Даже художник, когда он творит, будь то предмет, будь то картину, будь то музыкальное произведение, накладывает на него свою печать. И в этом смысле нет ничего Богом сотворенного, что не несло бы печать Божию на себе. Мы слепы, мы не видим этого, но печать Божия лежит на всем Богом сотворенном. Минутами раскрываются наши глаза, минутами мы видим невыразимую красоту, красоту, которая превосходит всякое понятие эстетики, а какую-то сущностную красоту, которая является как бы сиянием Божиим, блеском Божественной красоты. И Творец, Слово Божие, Сын Божий связан с этой тварью неразрушимым образом. До падения человека эта тварь была пронизана видением и присутствием, и человек был пронизан пониманием и соучастием. Но с падением человека тварь осталась безгрешной, несмотря на то, что человек отпал от своего призвания, отпадши от Самого Бога, и тварь зашла как бы в тупик. Святой Феодор Студит (я уже упоминал его слова) говорит, что после падения тварь кажется обезумевшей, нет уже в ней совершенной гармонии, совершенной красоты. Но это, потому что она потеряла своего вождя и похожа на доброго коня, которым ведет пьяный всадник; конь рвется во все стороны, потому что всадник не знает, куда и как его вести.

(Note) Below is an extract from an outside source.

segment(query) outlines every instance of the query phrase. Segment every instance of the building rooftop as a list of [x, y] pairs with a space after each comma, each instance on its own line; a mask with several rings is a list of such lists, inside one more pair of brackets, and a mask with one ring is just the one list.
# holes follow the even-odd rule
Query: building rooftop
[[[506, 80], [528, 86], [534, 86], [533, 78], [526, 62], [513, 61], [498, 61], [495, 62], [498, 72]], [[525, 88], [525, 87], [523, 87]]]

И воплощение Слова Божия, приход на землю Сына Божия, ставшего Сыном человеческим вновь дает этой твари главу и вождя. Об этом говорят отцы Церкви: что Он вновь возглавляет, делается главой, сознанием, вождем, путеводителем всей твари. Тварь в Нем себя узнает, потому что Христос рождается телесно, и в Его телесности, в Его материальном существовании вся тварь от самого малого атома до самой великой галактики узнает себя самоё. Узнает себя, но не такой, какая она есть сейчас: сломанной, измученной, потерявшей свой путь, обезумевшей, но такой, какой она призвана быть в полной Божественной гармонии и в полной Божественной любви. Только человек остается проблемой в этом сотворенном мире, потому что человек приобщился ко злу и внес в эту тварь то, что ей не присуще. Она безгрешна, она отделена от Бога только тем, что ее вождь потерял свой путь.
В следующей беседе я хочу поднять вопрос о том, откуда появилось зло, что случилось, и как это связывается уже не с творческим действием Сына Божия, Слова Божия, а со страшным действием Воплощения и распятия Сына Божия, ставшего сыном человеческим.
На этом я кончу сегодняшнюю беседу, потому что тема, которая перед нами лежит, слишком обширна, и у меня не хватило бы времени и возможности ее развить.
Я прошу у вас прощения в том, что то, что я говорил, может быть, вам показалось очень сложным, может быть, во мне самом, в понимании моем нет достаточной ясности. Но примите то, что я сказал, продумайте по-своему, погрузите это в свой опыт и в свою жизнь, и тогда это вам раскроется как радость и как красота, и как строй, и как жизнь.
Опубликовано: Труды. Т.2. — М.: Практика, 2007.